Page added on July 2, 2006
Back in the 1950s and 60s, a large clock in New York’s Times Square kept tabs on the potential nuclear confrontation between the United States and the Soviet Union. Named the Doomsday Clock, it attempted to focus the minute hand on the nearness of a nuclear holocaust as both of the world’s nuclear-armed superpowers stumbled from one crisis to another. As the events of mid-October 1962 proved, such an unthinkable cataclysm came close to happening.
Today such an indicator of looming tragedy has been replaced by an economic version – the energy doomsday clock. Unlike its predecessor, however, the sense of concern that accompanied nuclear confrontation is not manifest in the energy crisis.
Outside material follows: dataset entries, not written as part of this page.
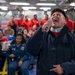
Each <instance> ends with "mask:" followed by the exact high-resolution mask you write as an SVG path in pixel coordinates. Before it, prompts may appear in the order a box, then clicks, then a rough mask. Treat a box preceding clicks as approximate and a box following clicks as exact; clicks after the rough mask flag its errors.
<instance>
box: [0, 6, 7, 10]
mask: <svg viewBox="0 0 75 75" xmlns="http://www.w3.org/2000/svg"><path fill="white" fill-rule="evenodd" d="M0 9H1V10H8V7H6V6H0Z"/></svg>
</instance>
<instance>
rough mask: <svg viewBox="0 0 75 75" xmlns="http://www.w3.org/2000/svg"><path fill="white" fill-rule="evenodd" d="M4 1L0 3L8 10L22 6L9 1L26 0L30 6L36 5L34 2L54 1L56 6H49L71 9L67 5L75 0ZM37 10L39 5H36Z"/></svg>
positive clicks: (26, 1) (70, 8)
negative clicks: (3, 1) (18, 5)
mask: <svg viewBox="0 0 75 75" xmlns="http://www.w3.org/2000/svg"><path fill="white" fill-rule="evenodd" d="M5 1H6V3H0V5H4V6H7V7H8V10H22V8H21V7H22V6H17V5H10V4H9V3H10V2H28V3H30V6H36V3H42V2H43V3H56V6H52V7H51V8H52V9H53V8H55V7H60V8H61V9H72V8H73V7H71V6H69V4H70V3H71V2H75V0H5ZM36 7H37V9H36V10H39V7H40V6H36ZM48 7H49V6H48Z"/></svg>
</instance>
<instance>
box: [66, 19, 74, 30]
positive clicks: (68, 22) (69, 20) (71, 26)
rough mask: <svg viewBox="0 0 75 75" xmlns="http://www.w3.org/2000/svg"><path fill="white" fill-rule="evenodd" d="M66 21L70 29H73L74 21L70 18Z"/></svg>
mask: <svg viewBox="0 0 75 75" xmlns="http://www.w3.org/2000/svg"><path fill="white" fill-rule="evenodd" d="M66 22H67V25H68V28H69V29H70V31H71V30H72V29H74V23H73V22H72V20H66Z"/></svg>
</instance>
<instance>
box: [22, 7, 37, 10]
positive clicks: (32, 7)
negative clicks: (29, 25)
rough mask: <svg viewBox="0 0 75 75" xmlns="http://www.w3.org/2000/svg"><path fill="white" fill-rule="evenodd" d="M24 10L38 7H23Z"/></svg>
mask: <svg viewBox="0 0 75 75" xmlns="http://www.w3.org/2000/svg"><path fill="white" fill-rule="evenodd" d="M22 9H23V10H28V9H36V7H22Z"/></svg>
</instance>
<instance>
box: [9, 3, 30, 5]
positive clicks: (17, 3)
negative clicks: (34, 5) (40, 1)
mask: <svg viewBox="0 0 75 75" xmlns="http://www.w3.org/2000/svg"><path fill="white" fill-rule="evenodd" d="M10 4H11V5H30V4H29V3H22V2H10Z"/></svg>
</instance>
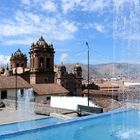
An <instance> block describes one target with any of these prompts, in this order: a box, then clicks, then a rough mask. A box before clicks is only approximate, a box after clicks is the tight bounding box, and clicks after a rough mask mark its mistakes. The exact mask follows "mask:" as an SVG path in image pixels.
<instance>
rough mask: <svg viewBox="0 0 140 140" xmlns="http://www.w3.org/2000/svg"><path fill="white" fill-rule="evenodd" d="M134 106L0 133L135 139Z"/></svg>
mask: <svg viewBox="0 0 140 140" xmlns="http://www.w3.org/2000/svg"><path fill="white" fill-rule="evenodd" d="M139 116H140V113H139V111H138V110H126V111H121V112H112V113H103V114H101V115H97V116H93V115H91V116H87V117H82V118H80V119H75V120H70V121H65V122H59V123H56V124H53V125H50V126H48V127H44V128H39V129H35V130H30V131H24V132H19V133H15V134H12V135H5V136H1V137H0V139H3V140H25V139H28V140H44V139H46V140H58V139H59V140H103V139H104V140H126V139H127V140H132V139H133V140H139V137H140V123H139V122H140V117H139Z"/></svg>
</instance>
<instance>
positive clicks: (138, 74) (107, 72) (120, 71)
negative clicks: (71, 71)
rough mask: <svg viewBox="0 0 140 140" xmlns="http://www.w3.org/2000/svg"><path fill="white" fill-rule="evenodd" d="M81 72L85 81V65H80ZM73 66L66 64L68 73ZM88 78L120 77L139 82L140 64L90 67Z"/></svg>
mask: <svg viewBox="0 0 140 140" xmlns="http://www.w3.org/2000/svg"><path fill="white" fill-rule="evenodd" d="M80 65H81V66H82V70H83V78H85V79H87V73H88V72H87V65H85V64H80ZM74 66H75V64H66V68H67V70H68V71H69V72H71V71H72V70H73V67H74ZM90 77H93V78H106V77H108V78H112V77H122V78H127V79H134V80H135V79H136V80H140V64H129V63H107V64H99V65H90Z"/></svg>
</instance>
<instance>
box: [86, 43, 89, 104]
mask: <svg viewBox="0 0 140 140" xmlns="http://www.w3.org/2000/svg"><path fill="white" fill-rule="evenodd" d="M86 45H87V48H88V52H87V53H88V54H87V55H88V85H87V88H88V106H89V45H88V42H86Z"/></svg>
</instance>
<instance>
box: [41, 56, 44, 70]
mask: <svg viewBox="0 0 140 140" xmlns="http://www.w3.org/2000/svg"><path fill="white" fill-rule="evenodd" d="M40 67H41V68H44V59H43V57H41V58H40Z"/></svg>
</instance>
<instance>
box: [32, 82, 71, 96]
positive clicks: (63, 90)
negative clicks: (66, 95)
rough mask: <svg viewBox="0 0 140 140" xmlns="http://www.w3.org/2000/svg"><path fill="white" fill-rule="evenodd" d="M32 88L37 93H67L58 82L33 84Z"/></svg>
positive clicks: (61, 93)
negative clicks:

As global demand for oil and natural gas keeps growing at the rate of 2 percent to 3 percent a year, sources available to America’s rapidly expanding consumer sector are drying up. It comes at a time when new areas of global oil demand are popping up like never before.
Unquenchable needs
It’s not only the fact that since 1970 depletion has exceeded new discoveries by a two-to-one ratio, but previous global reserves are being snatched away from the private oil multinationals on which America’s unquenchable needs are dependent. With America’s huge consumer sector comprising the overwhelming percentage of gasoline used in the world today, either additional suppliers or reduced demand will provide the eventual answer to this energy standoff.